In order to obtain an accurate data, the Cardiovascular Magnetic Resonance imaging (CMR), Cardiovascular Ultrasound or Cardiac Computed Tomography are produced better performances for detection of cardiac mobility. However, CMR is provided the most comprehensive anatomic picture for patient selection . The system therefore is obtained relevant information from the CMR.
Different medical imaging methods may introduce common artifacts include image distortion, signal pileup (bright regions), and image dropout (area without signal),  therefore the quality assessment is an important factor at the operational level. The assessment of quality of video depends upon the type of distortion . Numerous video quality assessment methods and metrics have been proposed over the past years with varying computational complexity and accuracy . We utilize different forms of quality assessment methods, however the merit of these methods is often judged by assessing the quality of a set of results through lengthy user studies .
Motion estimation is the process ofdetermining the movement of blocks between adjacent video frames (MathWorks). Efficient and accurate motion estimation is an essential component in the domains of image sequence analysis  and medical video processing. The estimation of motion is also important from the viewpoint of matching metric technique, which is computed the context similarity between two images. There exist several methods for motion estimation image, and video processing (e.g. pixel-based motion estimation, block-based motion estimation, optical flow method) . In this study in order to increase the computational accuracy and improve efficiency in solving problem, DNA Modeling method in biomedical image matching has been proposed. The method is based on the linear mapping and the one-to-one correspondences between point features extracted from the frames and on calculating similarities in pixel values. This correspondence is determined by comparing two strings constructed from pixel values of the frames. The method uses a table called the Quarter Code table, which is the set of characters and numbers. In this table every number between 0 and 255 is translated into a unique string of four letter alphabet. Letters A, C, G, T are chosen, since they are the same as used in DNA sequences. In this way it possible to utilize tools originally programmed to DNA sequences analysis. When all pixel values of the frames (images) are converted to virtual DNA sequences, one can show the differences between two virtual DNA sequences.

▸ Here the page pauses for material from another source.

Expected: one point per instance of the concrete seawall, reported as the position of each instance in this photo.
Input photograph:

The E-value gives a measure of the similarity of sequences. From this function we can obtain the correlation coefficient which will give us a single value of similarity. The rate of similarity between sequences (frames) is plotted as a graph and it's appearing in the Monitor.
We demonstrate the system by performing experiment 2D cardiac CMR video (Source: HBSNS library). The practical framework consists of four steps (Figure 1):
Step 1: Extract Frames from cardiac MRI Video
The information is obtained by extracting frames from CMR imaging video. There are different tools in order to extract frames from cardiac MRI Video (e.g. Free Video to JPG Converter, VLC or VirtualDud).

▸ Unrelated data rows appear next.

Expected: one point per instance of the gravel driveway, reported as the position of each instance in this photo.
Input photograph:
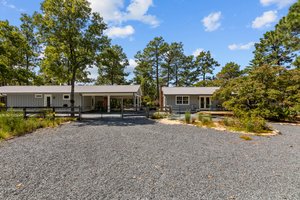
(140, 159)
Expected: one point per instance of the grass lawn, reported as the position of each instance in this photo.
(13, 124)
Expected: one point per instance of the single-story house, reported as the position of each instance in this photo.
(104, 98)
(181, 99)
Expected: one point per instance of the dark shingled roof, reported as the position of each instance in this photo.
(67, 89)
(189, 90)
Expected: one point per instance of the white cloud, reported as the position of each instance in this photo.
(115, 12)
(110, 10)
(241, 46)
(197, 52)
(265, 20)
(137, 10)
(9, 5)
(279, 3)
(120, 32)
(212, 21)
(132, 65)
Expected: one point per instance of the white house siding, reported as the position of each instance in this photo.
(170, 100)
(29, 100)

Step 2: Adjacent Frames Comparisons
The difference between two adjacent frames is used to estimate motion direction and magnitude. This process has been implemented within a tool called Image Diff. The Perforce image diff tool enables researchers to compare two adjacent frames. The following represents pixels difference value (Percent Changed; Pixels) and color difference value (Percent Change; Color) between adjacent Frames (Figure 2).
Step 3: Presenting Data in Graphic Form
In the final step the percentage of change (pixels and color) from one value to another, between frames are plotted as a graph (Figure 3 & 4).